Historian Carol Delaney also debunked claims that Columbus supported genocide. “Columbus strictly told the crew not to do things like maraud, or rape, and instead to treat the native people with respect,” she told the Knights of Columbus. “There are many examples in his writings where he gave instructions to this effect. Most of the time when injustices occurred, Columbus wasn’t even there. There were terrible diseases that got communicated to the natives, but he can’t be blamed for that.”

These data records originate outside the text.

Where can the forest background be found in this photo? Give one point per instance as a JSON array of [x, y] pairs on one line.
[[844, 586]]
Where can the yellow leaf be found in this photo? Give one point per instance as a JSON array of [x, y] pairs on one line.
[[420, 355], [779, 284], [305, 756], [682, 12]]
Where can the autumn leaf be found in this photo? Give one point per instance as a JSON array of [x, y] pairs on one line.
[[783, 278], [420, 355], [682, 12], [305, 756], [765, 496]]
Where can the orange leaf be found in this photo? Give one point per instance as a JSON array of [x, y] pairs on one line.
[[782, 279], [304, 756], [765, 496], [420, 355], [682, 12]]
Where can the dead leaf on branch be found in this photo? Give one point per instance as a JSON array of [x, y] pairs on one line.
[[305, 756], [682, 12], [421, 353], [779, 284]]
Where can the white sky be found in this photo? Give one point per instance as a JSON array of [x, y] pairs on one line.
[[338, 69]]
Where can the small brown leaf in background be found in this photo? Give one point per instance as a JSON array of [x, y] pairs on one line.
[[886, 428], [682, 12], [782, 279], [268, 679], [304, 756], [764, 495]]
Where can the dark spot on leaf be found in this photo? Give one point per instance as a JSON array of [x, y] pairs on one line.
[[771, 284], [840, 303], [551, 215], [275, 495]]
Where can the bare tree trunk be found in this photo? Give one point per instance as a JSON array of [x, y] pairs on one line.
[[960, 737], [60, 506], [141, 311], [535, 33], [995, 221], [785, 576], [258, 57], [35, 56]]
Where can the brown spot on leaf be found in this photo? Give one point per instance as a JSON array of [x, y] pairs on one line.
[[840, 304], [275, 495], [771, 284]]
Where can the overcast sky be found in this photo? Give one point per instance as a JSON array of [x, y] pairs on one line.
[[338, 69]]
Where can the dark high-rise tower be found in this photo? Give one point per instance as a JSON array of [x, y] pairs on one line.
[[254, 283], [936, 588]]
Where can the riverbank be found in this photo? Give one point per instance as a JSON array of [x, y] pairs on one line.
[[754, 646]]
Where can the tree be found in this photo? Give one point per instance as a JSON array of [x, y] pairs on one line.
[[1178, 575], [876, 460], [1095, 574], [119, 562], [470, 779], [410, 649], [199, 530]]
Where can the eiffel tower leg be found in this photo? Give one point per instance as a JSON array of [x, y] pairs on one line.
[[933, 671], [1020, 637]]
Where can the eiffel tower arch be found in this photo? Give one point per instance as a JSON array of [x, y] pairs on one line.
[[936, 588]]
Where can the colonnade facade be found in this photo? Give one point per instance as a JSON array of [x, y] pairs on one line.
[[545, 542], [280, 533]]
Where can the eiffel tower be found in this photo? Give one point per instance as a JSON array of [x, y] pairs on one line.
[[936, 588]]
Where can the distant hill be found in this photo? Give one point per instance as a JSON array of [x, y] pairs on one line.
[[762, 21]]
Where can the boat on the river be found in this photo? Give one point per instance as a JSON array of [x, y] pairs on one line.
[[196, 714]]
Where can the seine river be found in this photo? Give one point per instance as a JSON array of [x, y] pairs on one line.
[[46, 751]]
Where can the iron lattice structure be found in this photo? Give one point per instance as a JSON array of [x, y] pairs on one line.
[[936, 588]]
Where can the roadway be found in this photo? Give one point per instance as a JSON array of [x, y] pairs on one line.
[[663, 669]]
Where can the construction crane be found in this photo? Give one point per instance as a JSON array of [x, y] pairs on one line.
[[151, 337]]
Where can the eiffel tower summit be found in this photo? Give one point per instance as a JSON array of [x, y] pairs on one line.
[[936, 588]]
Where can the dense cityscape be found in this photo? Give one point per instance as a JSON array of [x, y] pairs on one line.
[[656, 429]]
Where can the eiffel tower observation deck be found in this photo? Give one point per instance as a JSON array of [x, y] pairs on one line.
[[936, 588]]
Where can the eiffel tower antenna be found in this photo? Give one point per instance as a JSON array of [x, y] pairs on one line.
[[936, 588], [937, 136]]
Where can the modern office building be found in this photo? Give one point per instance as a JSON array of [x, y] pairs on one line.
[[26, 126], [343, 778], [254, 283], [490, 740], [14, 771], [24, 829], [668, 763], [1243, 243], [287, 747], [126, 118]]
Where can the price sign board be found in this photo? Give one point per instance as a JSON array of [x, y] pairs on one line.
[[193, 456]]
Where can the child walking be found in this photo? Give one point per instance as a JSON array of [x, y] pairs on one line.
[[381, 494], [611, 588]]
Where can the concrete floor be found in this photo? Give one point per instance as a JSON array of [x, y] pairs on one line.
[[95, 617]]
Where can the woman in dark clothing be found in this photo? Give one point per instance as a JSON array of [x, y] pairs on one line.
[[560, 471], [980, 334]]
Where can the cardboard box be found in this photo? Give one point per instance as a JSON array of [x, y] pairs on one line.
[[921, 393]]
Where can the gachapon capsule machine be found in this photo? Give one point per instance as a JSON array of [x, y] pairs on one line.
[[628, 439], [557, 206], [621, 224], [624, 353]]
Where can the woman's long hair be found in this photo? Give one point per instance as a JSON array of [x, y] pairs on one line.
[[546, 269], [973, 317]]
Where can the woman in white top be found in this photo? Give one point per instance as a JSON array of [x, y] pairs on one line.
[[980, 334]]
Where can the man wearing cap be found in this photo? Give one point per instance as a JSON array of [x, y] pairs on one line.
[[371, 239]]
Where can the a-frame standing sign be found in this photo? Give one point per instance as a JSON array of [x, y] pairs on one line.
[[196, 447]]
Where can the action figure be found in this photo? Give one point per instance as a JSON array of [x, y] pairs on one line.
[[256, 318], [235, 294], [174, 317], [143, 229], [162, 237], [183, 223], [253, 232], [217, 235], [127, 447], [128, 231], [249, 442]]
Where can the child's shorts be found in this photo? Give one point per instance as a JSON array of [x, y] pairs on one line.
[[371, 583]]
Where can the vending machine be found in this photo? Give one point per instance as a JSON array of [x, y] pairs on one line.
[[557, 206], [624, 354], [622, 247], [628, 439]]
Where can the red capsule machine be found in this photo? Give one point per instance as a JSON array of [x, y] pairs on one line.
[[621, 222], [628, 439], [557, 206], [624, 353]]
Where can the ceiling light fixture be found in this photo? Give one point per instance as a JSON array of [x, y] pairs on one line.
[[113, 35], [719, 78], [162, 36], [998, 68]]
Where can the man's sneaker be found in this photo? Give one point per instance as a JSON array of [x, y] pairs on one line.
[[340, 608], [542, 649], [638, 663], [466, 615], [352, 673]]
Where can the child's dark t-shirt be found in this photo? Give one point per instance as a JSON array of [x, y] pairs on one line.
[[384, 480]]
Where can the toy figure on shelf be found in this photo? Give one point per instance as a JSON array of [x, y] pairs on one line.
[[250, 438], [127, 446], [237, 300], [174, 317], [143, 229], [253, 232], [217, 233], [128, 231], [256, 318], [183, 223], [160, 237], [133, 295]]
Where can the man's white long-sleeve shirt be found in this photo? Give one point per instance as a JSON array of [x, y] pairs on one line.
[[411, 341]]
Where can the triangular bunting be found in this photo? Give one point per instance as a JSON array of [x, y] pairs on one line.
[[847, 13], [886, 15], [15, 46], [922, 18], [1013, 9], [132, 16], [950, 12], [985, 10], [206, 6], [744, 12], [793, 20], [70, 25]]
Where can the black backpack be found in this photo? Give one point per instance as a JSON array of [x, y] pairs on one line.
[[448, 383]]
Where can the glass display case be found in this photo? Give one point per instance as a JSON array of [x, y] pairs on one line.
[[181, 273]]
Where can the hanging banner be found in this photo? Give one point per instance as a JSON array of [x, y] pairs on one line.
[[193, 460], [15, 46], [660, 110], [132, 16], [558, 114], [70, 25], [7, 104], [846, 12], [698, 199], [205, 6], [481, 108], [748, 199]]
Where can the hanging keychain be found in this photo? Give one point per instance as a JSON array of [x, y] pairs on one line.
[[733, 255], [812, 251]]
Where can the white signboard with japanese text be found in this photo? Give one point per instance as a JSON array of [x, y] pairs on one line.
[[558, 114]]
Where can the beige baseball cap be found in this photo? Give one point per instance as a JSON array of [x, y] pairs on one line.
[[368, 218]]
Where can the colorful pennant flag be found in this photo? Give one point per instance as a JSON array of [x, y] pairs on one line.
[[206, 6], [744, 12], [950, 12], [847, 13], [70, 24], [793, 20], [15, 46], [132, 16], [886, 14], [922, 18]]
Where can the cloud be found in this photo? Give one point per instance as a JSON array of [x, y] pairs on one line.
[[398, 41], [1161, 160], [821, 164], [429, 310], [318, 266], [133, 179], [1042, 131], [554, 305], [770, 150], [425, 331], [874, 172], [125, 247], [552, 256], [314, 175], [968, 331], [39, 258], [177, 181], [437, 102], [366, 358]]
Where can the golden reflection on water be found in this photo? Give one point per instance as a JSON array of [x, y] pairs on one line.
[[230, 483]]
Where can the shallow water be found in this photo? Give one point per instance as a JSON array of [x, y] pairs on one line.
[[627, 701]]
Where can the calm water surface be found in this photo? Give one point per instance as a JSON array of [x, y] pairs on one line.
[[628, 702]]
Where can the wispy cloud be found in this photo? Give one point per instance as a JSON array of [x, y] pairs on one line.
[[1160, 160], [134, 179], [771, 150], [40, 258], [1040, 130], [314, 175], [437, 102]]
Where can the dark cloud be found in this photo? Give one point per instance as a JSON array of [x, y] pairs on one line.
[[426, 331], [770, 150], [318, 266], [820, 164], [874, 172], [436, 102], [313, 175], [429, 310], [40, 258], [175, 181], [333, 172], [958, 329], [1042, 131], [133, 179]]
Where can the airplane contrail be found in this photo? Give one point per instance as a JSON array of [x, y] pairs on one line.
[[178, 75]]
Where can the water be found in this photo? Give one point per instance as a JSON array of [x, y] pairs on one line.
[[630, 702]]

Interestingly, Columbus also adopted an indigenous child as his son.

Columbus was far from perfect, but he was also not the villain oft portrayed today. Many wrongly demonize him as the scapegoat for the evils of European colonialism and slavery in the Americas. This simple view must be rejected.

5. The Ku Klux Klan and Italian-American heritage.

Much of the demonization of Columbus traces back to an anti-Catholic anti-Italian prejudice that a led the Ku Klux Klan and other groups to demonize the Italian explorer. The celebration of Columbus Day actually helped American diversity, integrating this Italian-American hero into America’s pantheon and encouraging acceptance of Italian-Americans.

“Columbus has been a target of white supremacists since the 1920s, when a resurgent Ku Klux Klan attacked monuments and celebrations of Columbus from coast to coast,” Patrick Korten, a member of the National Christopher Columbus Association (NCCA) board of directors, said in 2017.

“They hated that he was Mediterranean not Anglo, that he sailed for Spain, not England, that he was popular in the immigrant community, and most of all, that he was Catholic,” Korten added, noting that “Catholics, along with African Americans and Jews, were regular targets of the Klan.”

The NCCA board member warned that “the disparagement of Columbus today has its roots in a centuries-old habit of painting Italian and Hispanic immigrants in this country as cruel, violent, sexually aggressive and untrustworthy. In the context of Spanish exploration, this is known as the ‘Black Legend’ — based on propaganda peddled about Spain dating from the 16th century, which continues to be the grist for racially tinged comments about Hispanics and Italians to this day.”

As Sirren and Vivolo noted in their New York Post article, one of the catalysts for Columbus Day came on March 14, 1891, when an angry New Orleans mob lynched 11 Italian immigrants after they were cleared of murder charges.

Columbus Day helped Americans recognize Italian immigrants as their fellow Americans — with a noble heritage.

Columbus Day is not a symbol of oppression, but a symbol of American pluralism, the acceptance of a new influx of Americans from Columbus’ native Italy. Just as the 13th Amendment corrected a historic American evil by abolishing slavery, so this holiday helped combat the anti-Italian prejudice behind a horrific lynching.

So raise a glass of Prosecco and celebrate the Italian adventurer.